She Haights me; she Haights me not.
Yesterday, I was on the search for pants. Ever since my old pair of $10 Gap khaki pants, much treasured and loved through the majority of college, sprouted several gaping holes (not the smallest of which conjuring itself in the crotch region) a few months ago, and the Spilled Wine on the White Pants Incident of yesteryear (read: last week), I have been making do with my collection of what can only termed “second-tier pants”. Sad as it may sound, I felt out of place without a sturdy and dependable pair of pants. What would become of me, were I to don pants that I could not appreciate myself wearing? Where had my Dumbo’s feather gone? And so it was, with these worries saddled on my brow, that I set out for the Haight district yesterday. Nothing could keep me from my goal of pants.
I searched high and low. Frustration began to percolate deep within my soul as I moved from vintage store to vintage store, thrifting my way down Haight Street to no avail. There were no pants to be found; none, at least, that seemed to want to conform themselves to my 33 x 32 frame. Even the trusty Gap, sacriligeous though its location on the famous Haight-Ashbury intersection may be, let me down. As the rain began to fall, intermingling with my crocodile tears, I was ready to call it quits, but I made my way into the last stop of the afternoon, the Crossroads Trading Company. And lo, was there a pair of pants that fit me to a specification so perfect, I could not have asked the very genie of the lamp to fabricate them, for I would have known not how to guide their construction. In fact, there were two. And so, dear reader, I purchased them, and I am wearing them now, and all is just a little bit more right with the world.

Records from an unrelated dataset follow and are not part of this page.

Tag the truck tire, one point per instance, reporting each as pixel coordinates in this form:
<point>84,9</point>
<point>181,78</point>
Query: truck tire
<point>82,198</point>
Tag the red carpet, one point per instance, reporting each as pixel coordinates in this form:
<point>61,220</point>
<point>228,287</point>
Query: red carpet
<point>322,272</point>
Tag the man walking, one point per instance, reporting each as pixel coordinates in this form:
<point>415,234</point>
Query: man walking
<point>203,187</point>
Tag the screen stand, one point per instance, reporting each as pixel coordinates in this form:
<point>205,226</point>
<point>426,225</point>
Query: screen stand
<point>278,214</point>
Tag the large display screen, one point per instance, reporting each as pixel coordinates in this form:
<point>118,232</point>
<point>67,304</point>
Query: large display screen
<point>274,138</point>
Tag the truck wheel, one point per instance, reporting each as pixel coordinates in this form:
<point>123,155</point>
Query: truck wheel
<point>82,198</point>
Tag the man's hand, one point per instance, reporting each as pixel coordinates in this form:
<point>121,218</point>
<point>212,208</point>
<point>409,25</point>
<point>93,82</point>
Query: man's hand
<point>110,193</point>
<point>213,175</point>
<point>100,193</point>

Such was this tribulation a microcosm for the set of all experiences that have comprised my emigration to San Francisco. The pursuit of my passions has brought me to this City, but I cannot find everything I need, exactly when I need it. There is something hidden in the cracks of this City that I have always sensed but never possessed the discernment to identify — and it is always the unexpected intangibles that step in and rescue me from the need to trash the day’s emotional progress due to the small rigors of a big life. The Victorian bay windows that stand in grand repose to my right; the skyscraper landscape I see now for the first time with the eyes of a resident instead of those of a guest; the diminuitive Chinese elderly that congregate around fruit markets; the change of weather every four hours. These are things I can name, but it is the unique interaction of all of these kinds of items together in one gelled atmosphere that create a whole much greater than the sum of its parts. It is the recognition of this gestalt that lifts me out of any worry even remotely related to the tumult of having uprooted myself and transplanted my life into a garden that boasts a much more fertile soil and the promise of a bumper crop of emotional levity. At times, I feel out of place and agoraphobic in this City, as though this place or these people desire my departure. I have relinquished some semblance of stability by leaving Modesto, but I gladly do so to live in a place where the large bulk of its residents invest purpose in their daily routine. I have been pretty moody these past days, with high highs and low lows, but such a life lies embroiled in delicious contrast to my time in Modesto at Gallo, where it was a struggle most days to get myself to feel at all. San Francisco is some sort of ignition key, an emotional catalyst, or whatever one wishes it to be. One needs simply to wish it to be something. This city is many things to many people, but I feel that it somehow will end up being one of the best decisions I’ve ever made.
But perhaps it’s too soon for such declarations! After all, I only yesterday found a good pair of pants.